I'm also seeing cross browser inconsistencies with the unprefixed standards syntax supported in current Firefox, Chrome, Opera and IE11+

This scares me. I'm going to work on an article on some weird issues I've seen across browsers for Flexbox, but in a little while.

I have great faith in the CSS grids specification, but it's sort of early days for it... so let's wait and watch, and experiment.

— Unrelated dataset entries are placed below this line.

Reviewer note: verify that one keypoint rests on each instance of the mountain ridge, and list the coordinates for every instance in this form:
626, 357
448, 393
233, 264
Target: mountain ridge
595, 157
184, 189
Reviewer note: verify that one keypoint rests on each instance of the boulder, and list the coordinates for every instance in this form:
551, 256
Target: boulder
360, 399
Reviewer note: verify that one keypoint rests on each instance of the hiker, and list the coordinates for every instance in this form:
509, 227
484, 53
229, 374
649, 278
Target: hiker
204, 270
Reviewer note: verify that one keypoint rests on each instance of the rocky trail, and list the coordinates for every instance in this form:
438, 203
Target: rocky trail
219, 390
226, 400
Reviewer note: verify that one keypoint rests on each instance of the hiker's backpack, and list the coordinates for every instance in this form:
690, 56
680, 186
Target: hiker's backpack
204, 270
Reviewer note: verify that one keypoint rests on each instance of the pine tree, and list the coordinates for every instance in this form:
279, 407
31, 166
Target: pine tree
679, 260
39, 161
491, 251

All said and done, Flexbox is awesome and beyond your wildest, most perverted CSS layout dreams.

Advantages

  • - Source order independence. Could be of tremendous value for responsive layouts and eliminates the need for JS for this.
  • - Vertical centering
  • - Equal heights
  • - Flex boxes move along interchangebly the X and Y axis, with such ease, that you can really change things around with a couple of properties.
  • - Boxes grow and shrink, can be columns or rows, fit to the available space however you wish to declare this.
  • - There are multiple ways to do the same thing with flexbox.

Disadvantages

  • - Syntax is initially unintuitive. You spend the first few hours looking at demos saying WOW, followed by WTF.
  • - I've been noticing weird cross browser inconsistencies that I need to document in another article. Hopefully file some bugs, I already have one in mind for Firefox (if it's not filed already). I'm scared... It took me a long time to figure some of these out.
  • - A deep understanding of Flexbox takes a while. Once the layout gets more complex, or you add a couple of divs, things can get confusing. I'm going to document this more in an article.
  • - Lots of vendor prefixes, with a different syntax for older IE and Webkit. Use something like Autoprefixr to work around this. Or write some mixins. Or do something..
  • - Doesn't work on IE9. If you don't have to support IE9, you're fine.
  • - Reports of the older syntax impacting performance. I wouldn't care too much about this honestly, especially if you were using JS to do the things Flexbox now can...

Use for

  • - You can already start using it for vertical centering, if you don't need things to look the same on IE9.
  • - If you don't need IE9 support, it's perfect for source order independent layouts, equal heights.
  • - I would highly recommend using it for personal projects.
  • - App layouts where things need to stretch and squish. Flexbox really shines here.

So that's my round up of layouting tools in CSS. Let me know what you think.